Verlag OntoPrax Berlin

Europa und sein US-Patron

Die neue US-Ukraine- und Allianzstrategie

Übersicht

1. Bidens gescheiterte Außenpolitik und die Krise der Unipolarität
2. Europa als Lückenbüßer der gescheiterten US-Ukrainestrategie

Anmerkungen

Die USA stehen vor dem Scherbenhaufen ihrer Hegemonialpolitik: Die
Verbündeten haben kein Vertrauen, die Feinde keine Angst.

1. Bidens gescheiterte Außenpolitik und die Krise der Unipolarität

Die Außenpolitik der Biden-Administration liegt in Trümmern. Die Beziehungen zu China und Russland hat sich derart drastisch verschlechtert, dass die Gefahr eines Konflikts der Großmächte seit 1945 nicht so groß war, wie heute, schreibt Stephen Wertheim in seiner jüngsten Veröffentlichung „Why America Can’t Have It All. Washington Must Choose Between Primacy and Prioritizing“ für Foreign Affairs am 14. Februar 2024.
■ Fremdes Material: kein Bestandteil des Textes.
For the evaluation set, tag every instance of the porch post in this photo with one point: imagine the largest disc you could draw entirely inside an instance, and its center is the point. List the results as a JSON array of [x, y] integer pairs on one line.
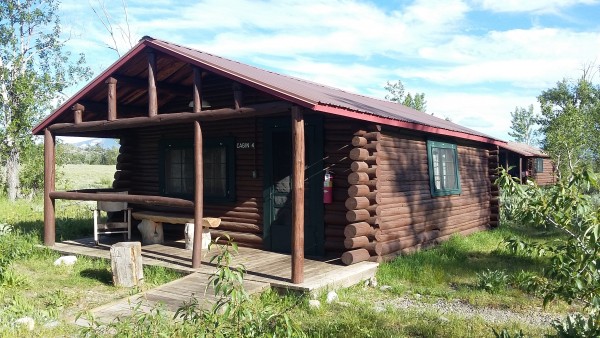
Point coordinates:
[[298, 196], [520, 169], [198, 174], [112, 98], [152, 97], [198, 196], [49, 176]]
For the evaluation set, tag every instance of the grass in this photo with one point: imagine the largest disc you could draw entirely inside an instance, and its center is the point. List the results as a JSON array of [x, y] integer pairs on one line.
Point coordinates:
[[32, 286], [85, 176], [447, 272]]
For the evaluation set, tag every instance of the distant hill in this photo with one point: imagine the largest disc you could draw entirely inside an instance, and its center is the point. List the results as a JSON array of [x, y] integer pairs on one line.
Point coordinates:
[[106, 143]]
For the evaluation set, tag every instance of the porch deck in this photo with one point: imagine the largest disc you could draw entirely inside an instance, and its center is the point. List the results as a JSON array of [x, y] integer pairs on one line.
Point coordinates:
[[261, 266]]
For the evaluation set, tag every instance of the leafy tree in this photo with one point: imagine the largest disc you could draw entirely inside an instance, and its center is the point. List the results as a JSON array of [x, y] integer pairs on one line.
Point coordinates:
[[34, 70], [570, 122], [522, 125], [573, 273], [396, 94]]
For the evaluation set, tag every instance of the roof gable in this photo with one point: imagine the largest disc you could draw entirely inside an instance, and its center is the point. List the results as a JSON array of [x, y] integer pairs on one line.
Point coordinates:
[[305, 93]]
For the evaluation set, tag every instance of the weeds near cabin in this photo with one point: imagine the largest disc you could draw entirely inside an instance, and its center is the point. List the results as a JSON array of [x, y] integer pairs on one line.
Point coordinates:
[[492, 280], [573, 271], [234, 314]]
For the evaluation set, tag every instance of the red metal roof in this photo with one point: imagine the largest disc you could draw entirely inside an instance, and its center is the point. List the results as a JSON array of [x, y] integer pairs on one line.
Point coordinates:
[[524, 149], [305, 93]]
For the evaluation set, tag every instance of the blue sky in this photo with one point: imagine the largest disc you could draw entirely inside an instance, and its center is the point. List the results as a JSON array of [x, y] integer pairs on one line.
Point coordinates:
[[474, 60]]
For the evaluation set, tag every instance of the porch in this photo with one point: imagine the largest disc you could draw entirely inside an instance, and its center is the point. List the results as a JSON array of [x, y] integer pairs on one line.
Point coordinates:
[[271, 268]]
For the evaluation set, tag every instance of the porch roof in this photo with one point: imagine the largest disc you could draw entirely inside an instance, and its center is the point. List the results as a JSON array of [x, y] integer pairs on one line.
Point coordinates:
[[311, 95]]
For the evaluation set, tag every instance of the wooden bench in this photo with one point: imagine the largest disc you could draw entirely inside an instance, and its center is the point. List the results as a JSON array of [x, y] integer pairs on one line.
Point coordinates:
[[152, 229]]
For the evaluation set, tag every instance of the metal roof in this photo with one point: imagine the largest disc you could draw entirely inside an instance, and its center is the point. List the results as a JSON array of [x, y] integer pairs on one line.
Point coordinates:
[[309, 94], [524, 149]]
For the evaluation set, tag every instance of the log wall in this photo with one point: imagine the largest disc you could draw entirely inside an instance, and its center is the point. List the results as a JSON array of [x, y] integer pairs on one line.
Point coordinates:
[[390, 207], [138, 172], [338, 133], [547, 176]]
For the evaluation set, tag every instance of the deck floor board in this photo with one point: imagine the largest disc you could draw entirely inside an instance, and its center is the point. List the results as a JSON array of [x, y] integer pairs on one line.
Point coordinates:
[[264, 269]]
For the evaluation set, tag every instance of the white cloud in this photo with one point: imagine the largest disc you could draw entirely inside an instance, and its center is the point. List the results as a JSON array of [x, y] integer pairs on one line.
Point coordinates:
[[537, 6], [468, 77]]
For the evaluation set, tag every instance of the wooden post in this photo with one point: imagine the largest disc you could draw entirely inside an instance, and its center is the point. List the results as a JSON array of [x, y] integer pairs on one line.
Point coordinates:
[[520, 170], [78, 110], [197, 90], [126, 264], [112, 98], [152, 97], [297, 196], [49, 176], [198, 196], [237, 95]]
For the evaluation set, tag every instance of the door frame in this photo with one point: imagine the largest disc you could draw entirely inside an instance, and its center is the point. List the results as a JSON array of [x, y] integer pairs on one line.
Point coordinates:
[[314, 173]]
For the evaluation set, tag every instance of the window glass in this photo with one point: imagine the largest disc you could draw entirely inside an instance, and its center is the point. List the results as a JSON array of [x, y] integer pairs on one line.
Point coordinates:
[[443, 168], [178, 169]]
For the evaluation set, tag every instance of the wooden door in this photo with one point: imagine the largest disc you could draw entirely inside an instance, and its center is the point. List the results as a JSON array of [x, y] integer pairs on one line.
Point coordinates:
[[277, 230]]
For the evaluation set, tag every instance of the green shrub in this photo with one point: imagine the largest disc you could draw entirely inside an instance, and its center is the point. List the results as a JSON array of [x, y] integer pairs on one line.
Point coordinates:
[[577, 325], [234, 314], [492, 281]]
Zwar wollten Biden und sein Team „die nie enden wollenden Kriege der USA“ (the United States’ forever wars) ein für alle Mal beenden und Biden hat den zwei Jahrzehnte andauernden Krieg in Afghanistan tatsächlich auch beendet. Zwar wollte die Biden-Administration die US-Militärpräsenz im Nahen Osten neu ordnen und strebte anfänglich sogar „eine stabile und berechenbare Beziehung zu Russland“ (a stable and predictable relationship with Russia) an, um sich auf den „Wettbewerb“ mit China und die globalen Bedrohungen wie Klimawandel und Pandemien zu konzentrieren.

All das hat sich aber als unerfüllbar und realitätsfern erwiesen. Die USA seien heute in mehreren Kriegen in Europa und im Nahen Osten involviert, auch wenn sie dafür nicht direkt verantwortlich gemacht werden können, beteuert Wertheim und fügt sodann vorwurfsvoll hinzu: Es war Putin, der in die Ukraine 2022 einmarschierte und niemand hatte „eine Kristallkugel“ (a crystal ball), um eine solche Entwicklung „Jahre im Voraus vorherzusagen“ (to predict … actions years in advance).
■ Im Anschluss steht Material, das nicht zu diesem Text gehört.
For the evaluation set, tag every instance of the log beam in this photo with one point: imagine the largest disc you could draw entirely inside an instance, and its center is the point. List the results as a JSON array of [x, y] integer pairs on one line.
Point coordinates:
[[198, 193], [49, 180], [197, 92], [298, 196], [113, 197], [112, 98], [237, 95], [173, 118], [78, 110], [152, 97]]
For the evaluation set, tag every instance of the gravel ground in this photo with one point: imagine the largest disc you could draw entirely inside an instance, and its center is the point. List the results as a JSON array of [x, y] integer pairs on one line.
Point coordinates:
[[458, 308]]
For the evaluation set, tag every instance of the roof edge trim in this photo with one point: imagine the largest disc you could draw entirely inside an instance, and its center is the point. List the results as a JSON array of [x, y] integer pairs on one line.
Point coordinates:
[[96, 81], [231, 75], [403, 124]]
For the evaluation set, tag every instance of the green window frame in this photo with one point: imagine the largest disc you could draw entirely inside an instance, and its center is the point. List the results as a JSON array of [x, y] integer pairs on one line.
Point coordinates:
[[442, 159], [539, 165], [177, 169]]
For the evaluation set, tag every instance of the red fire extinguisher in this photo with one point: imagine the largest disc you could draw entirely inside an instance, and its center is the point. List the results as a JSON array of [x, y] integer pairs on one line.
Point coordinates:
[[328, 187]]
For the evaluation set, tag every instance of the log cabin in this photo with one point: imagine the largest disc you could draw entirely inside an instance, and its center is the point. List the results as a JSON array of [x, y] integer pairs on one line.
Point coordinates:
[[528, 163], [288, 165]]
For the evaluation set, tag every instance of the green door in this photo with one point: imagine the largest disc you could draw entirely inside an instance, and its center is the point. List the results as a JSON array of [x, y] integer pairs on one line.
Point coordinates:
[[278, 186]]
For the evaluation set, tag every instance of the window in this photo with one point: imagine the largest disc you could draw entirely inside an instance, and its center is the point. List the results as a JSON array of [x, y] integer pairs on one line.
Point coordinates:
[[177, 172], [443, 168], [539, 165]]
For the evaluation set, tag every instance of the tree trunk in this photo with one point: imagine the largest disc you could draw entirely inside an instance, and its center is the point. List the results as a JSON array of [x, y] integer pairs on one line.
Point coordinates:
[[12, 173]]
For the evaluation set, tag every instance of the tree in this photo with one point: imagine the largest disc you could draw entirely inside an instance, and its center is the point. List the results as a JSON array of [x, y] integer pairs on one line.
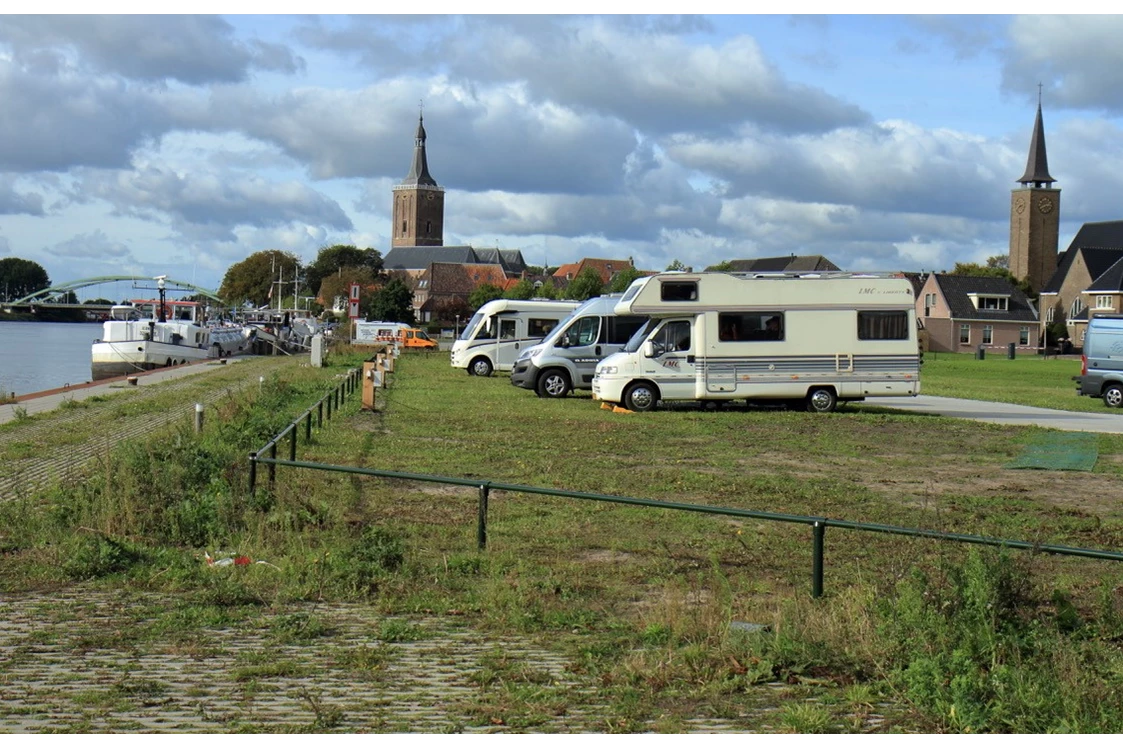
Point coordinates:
[[336, 257], [521, 290], [20, 277], [393, 302], [622, 280], [253, 279], [586, 285]]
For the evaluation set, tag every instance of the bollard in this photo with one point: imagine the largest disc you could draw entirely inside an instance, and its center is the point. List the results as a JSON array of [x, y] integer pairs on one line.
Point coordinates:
[[482, 520], [816, 563]]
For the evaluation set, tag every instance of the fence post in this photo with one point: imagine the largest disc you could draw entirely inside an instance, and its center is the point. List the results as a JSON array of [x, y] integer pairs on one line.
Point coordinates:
[[482, 521], [273, 467], [816, 563]]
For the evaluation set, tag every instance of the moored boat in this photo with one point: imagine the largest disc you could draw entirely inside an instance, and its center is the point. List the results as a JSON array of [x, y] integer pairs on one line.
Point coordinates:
[[174, 333]]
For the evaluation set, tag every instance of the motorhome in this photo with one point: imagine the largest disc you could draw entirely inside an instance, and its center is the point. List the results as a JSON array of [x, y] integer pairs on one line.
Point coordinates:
[[814, 339], [1102, 361], [502, 328], [566, 358]]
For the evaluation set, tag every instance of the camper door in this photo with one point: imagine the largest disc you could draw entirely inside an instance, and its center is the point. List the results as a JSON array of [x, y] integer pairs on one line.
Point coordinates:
[[668, 358]]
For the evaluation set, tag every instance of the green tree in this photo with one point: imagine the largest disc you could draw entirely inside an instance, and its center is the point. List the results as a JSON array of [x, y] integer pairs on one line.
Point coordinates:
[[393, 302], [521, 290], [20, 277], [338, 256], [253, 279], [993, 271], [483, 293], [622, 280], [586, 285]]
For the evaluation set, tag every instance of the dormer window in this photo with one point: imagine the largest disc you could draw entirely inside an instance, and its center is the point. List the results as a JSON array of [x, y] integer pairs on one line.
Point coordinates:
[[989, 302]]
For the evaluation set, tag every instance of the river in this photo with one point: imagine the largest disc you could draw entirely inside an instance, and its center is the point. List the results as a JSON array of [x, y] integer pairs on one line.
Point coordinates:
[[36, 356]]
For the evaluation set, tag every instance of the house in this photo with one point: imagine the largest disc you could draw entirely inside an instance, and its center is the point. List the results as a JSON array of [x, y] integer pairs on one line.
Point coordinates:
[[443, 289], [785, 264], [606, 268], [1088, 279], [962, 312]]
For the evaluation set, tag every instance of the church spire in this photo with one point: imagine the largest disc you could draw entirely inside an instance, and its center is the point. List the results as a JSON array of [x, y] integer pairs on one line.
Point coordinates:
[[419, 170], [1037, 165]]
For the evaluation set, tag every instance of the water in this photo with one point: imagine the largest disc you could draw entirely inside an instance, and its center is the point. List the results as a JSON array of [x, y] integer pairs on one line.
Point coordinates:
[[36, 356]]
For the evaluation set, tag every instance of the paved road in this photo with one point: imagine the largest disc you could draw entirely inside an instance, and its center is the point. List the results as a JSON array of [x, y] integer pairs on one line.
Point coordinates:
[[1000, 412]]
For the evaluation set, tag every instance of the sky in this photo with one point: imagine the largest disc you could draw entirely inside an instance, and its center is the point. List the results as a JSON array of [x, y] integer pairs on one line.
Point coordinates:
[[180, 145]]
Die Großmächterivalität folgt in der Tat ihrer Eigengesetzlichkeit und nimmt keine Rücksicht auf unsere Wünsche, Absichten und Vorstellungen. Was aber die erwähnte „Kristallkugel“ angeht, so hätte man den heute in der Ukraine stattfindenden Konflikt voraussehen können, hätte man ihn voraussehen wollen und die Warnungen ernstgenommen.
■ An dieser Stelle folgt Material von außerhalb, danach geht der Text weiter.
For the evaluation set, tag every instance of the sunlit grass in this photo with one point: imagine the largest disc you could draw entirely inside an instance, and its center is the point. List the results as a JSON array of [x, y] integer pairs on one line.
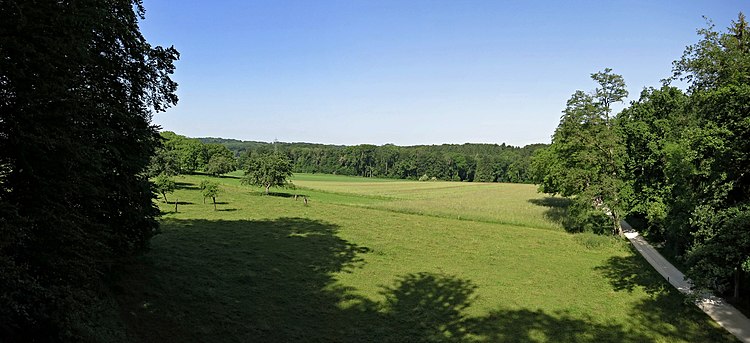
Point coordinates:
[[358, 263]]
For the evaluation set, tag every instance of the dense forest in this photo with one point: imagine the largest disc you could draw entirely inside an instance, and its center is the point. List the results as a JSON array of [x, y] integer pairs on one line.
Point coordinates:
[[79, 85], [453, 162], [674, 162]]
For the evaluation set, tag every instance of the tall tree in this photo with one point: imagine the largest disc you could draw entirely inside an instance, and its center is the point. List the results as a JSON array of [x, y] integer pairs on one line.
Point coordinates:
[[78, 87], [586, 158], [718, 183]]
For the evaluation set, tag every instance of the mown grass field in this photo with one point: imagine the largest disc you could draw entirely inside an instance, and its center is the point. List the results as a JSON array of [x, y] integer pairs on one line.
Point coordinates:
[[392, 261]]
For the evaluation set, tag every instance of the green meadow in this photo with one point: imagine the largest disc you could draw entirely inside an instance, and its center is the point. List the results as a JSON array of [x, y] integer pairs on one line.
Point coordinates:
[[370, 260]]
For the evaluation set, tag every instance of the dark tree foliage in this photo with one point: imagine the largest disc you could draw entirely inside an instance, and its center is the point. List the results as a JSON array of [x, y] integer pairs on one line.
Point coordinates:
[[452, 162], [78, 85]]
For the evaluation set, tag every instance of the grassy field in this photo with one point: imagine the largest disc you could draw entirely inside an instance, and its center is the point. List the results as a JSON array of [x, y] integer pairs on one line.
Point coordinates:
[[392, 261]]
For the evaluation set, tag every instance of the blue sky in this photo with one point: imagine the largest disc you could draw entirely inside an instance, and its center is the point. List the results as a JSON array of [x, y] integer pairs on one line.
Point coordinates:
[[409, 72]]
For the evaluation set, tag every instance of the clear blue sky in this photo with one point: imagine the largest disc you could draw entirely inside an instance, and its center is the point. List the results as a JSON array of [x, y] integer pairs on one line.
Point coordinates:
[[409, 72]]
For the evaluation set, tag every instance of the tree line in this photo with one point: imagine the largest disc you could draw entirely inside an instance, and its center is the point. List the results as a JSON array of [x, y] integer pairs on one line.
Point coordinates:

Alle US-Administrationen nach dem Ende des Ost-West-Konflikts schlugen aber konsequent und ganz bewusst die Warnungen vor einer die vitalen russischen Sicherheitsinteressen ignorierenden US-Geopolitik in den Wind.

Wertheims Äußerung ist darum entweder eine Schutzbehauptung oder Unkenntnis der Geschichte der russisch-amerikanischen Beziehungen der vergangenen dreißig Jahren seit dem Untergang des Sowjetreiches vor dem Hintergrund der Nato-Expansionspolitik.

Seit der Clinton-Administration hat die US-Außenpolitik alle Warnungen vor der Nato-Expansion in die Ukraine aus Machtarroganz und Selbstüberschätzung beharrlich ignoriert. Es war kein geringerer als das Urgestein der US-amerikanischen Russlandforschung und der Erfinder des sog. „Eindämmungspolitik“, George F. Kennan (1904-2005), der die Nato-Expansionsbestrebungen von Anfang an vehement bekämpft hat, hat er doch nicht ohne Recht die gravierenden Folgen einer solchen US-Russlandpolitik befürchtet.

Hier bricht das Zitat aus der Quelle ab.